Ecommerce industry in India has seen the spate in overall investment from quite some time. We have experienced some of the large funds given to the players who have set their foot and surmounted the initial inflection point. However, managing funds to start an ecommerce business is still a tough nut to crack. But if we look at culture of seed fund in India, certainly it has gathered the momentum in the backdrop of overall exuberant funding landscape in the country. Newer models of seed stage funding are emerging that could be a boon for ecommerce startups.
Meanwhile, there are a number of firms who provide seed funding like TieBanglore, Mentor Partners, Indian Angel Network, Nadathur Holdings, Erasmic, Incubation Fund, Seed Fund, Helion VC and Sequoia India. The rise of seed funding and incubation institutions seem to be driven because of number of skillful, observant and mature entrepreneurs have completed their work cycle and now have considerable disposable income to be invested on risk-bearing areas. The risk rate is high, and so are the profit margins.
So what these seed funding institutions look in start-up for funding. In order to know the more about the criteria of seed funding in start-up we have studied the case studies of various online companies which have successfully raised the seed capital. Following parameters seem to drive seed funder’s confidence in start-up:
- Potential of the idea and scalability of the market: How potential the idea of the business model along with its strong prospects of scalability in longer term including the market of the model.
- Innovation and differentiator of the business model: These two seem to be the foundation of attracting seed fund. Cloned or copied business model do not entice seed funders as it lacks innovation, vision and scalability of such business plan is suspicious.
- Leadership and core founding team: After meeting above criteria, seed funding institutions look for visionary leader that has capacity to lead and co- ordinate the team
The biggest question is how to present your plan to the seed funding institutions, in fact we have analyzed the process of some of the companies who have successfully grabbed the seed fund to hatch their business plans further. It is evident that seed fund is a risky affair for investors to fund as in India we also have some failed examples of start-ups that have not been able to move forward in spite of having seed fund. Hence, what are the ingredients in terms of preparation a start-up should have, in fact our research assisted along with opinion of seed funders pointed out the following points:
- Look out on web for the Seed funders. Submit your plan/idea along with a honed ppt. A killer demo can also be beneficial.
- Many seed funding organizations claim to provide support on regular bases but after the funding has been done, there might be a possibility of not receiving the entire promised support. Clear the terms and conditions before making a deal.
- Founders should raise money after they have developed a solid business plan and require additional capital to develop or expand their business. Don’t take seed fund as a crystal ball but as a road map with target dates and milestones.
- If you’re raising money, you might not be focusing on building your product but your competitors are. A well-funded startup with no product is still behind a startup with no money but a product and customers.
- Investors might have stake of around 30% in your business model. Be ready for it.

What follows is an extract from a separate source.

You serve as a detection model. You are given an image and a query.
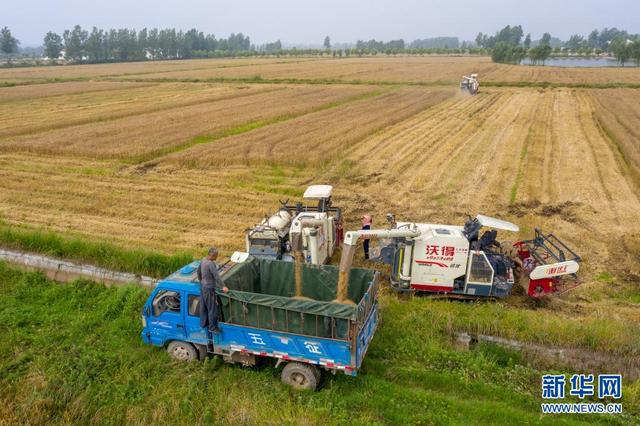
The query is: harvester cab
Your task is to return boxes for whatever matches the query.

However, this is the fact that it is not feasible for investors to incubate each and every business plans that come in their way. Throwing light on the investors or incubator (seed funders) point of view, Padmaja Ruparel, President of Indian Angel Network (IAN), said, “Investors from angel groups like Indian Angel Network (IAN) bring tremendous value to young startup companies : apart from finances, they bring in strategic advice, leverage their global networks and even at times, help with operational direction. This mentoring from successful entrepreneurs, who have been there and done that, is invaluable.” As she describes further, she says that on random bases out of 10 firms/ideas that approach them, 1 or 2 are the real hot-shots, 2 or 4 are average, whereas the rest of them aren’t worth undertaking.
With rising culture of seed funding that all set to bridge the part of early investment gap in ecommerce ecosystem in India, this industry is still wide open to have more such institutions that are willing to seed and incubate online businesses across various segments and categories. Apart from seed funders, entrepreneurs looking for funding also need to stress more to become presentable and viable in their proposals. Despite all, we are only at the beginning of online germinating trend on global comparative basis. But if you have got wings, all you need is a platform that can give you a flight!